Mads Lauritsen

Personal information
- Date of birth: 14 April 1993 (age 32)
- Place of birth: Holstebro, Denmark
- Height: 1.95 m (6 ft 5 in)
- Position: Centre-back

Youth career
- 1998–2005: Mejdal-Halgård Fodbold
- 2005–2008: Holstebro BK
- 2008–2012: Viborg

Senior career*
- Years: Team / Apps / (Gls)
- 2012–2013: Viborg FF / 1 / (0)
- 2013–2017: Thisted / 5 / (1)
- 2018–2021: Vejle / 37 / (2)
- 2020–2021: → Viborg (loan) / 31 / (2)
- 2021–2024: Viborg / 40 / (4)

= Mads Lauritsen =

Danish footballer (born 1993)

Mads Lauritsen (born 14 April 1993) is a Danish former professional footballer who played as a centre-back.

==Career==
Lauritsen joined Vejle from Thisted in the summer of 2017. In May 2019, he signed a new contract with Vejle through the summer of 2021.

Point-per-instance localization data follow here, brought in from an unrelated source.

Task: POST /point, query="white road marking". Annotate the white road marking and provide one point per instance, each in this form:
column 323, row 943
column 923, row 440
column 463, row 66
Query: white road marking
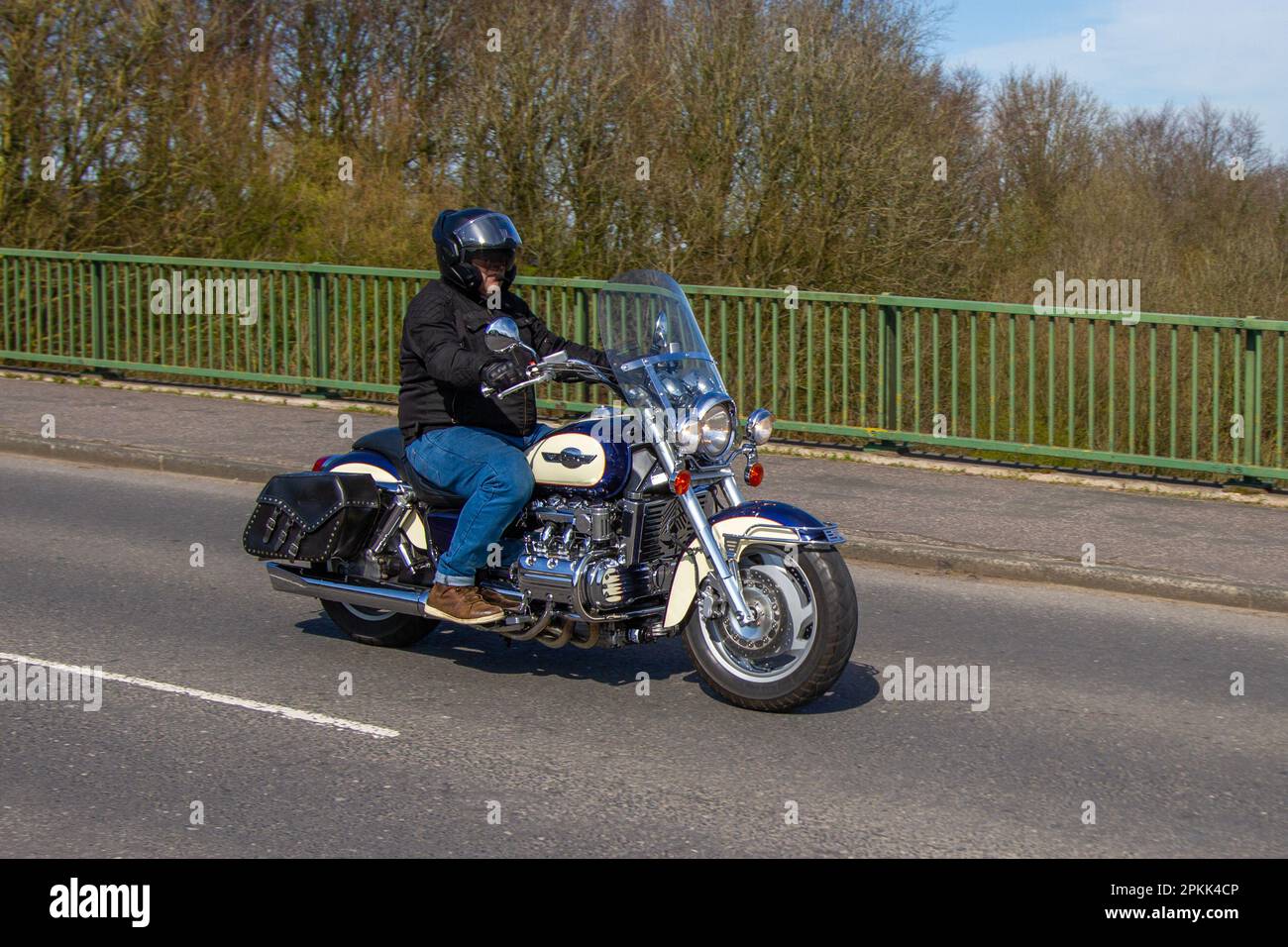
column 290, row 712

On 24 August 2020, Lauritsen returned to Viborg on a loan deal until the end of the season. On 22 February 2021, he signed a permanent deal with Viborg until June 2022.

Lauritsen announced his retirement from football on 9 May 2024. He attributed the decision due to a history of injuries.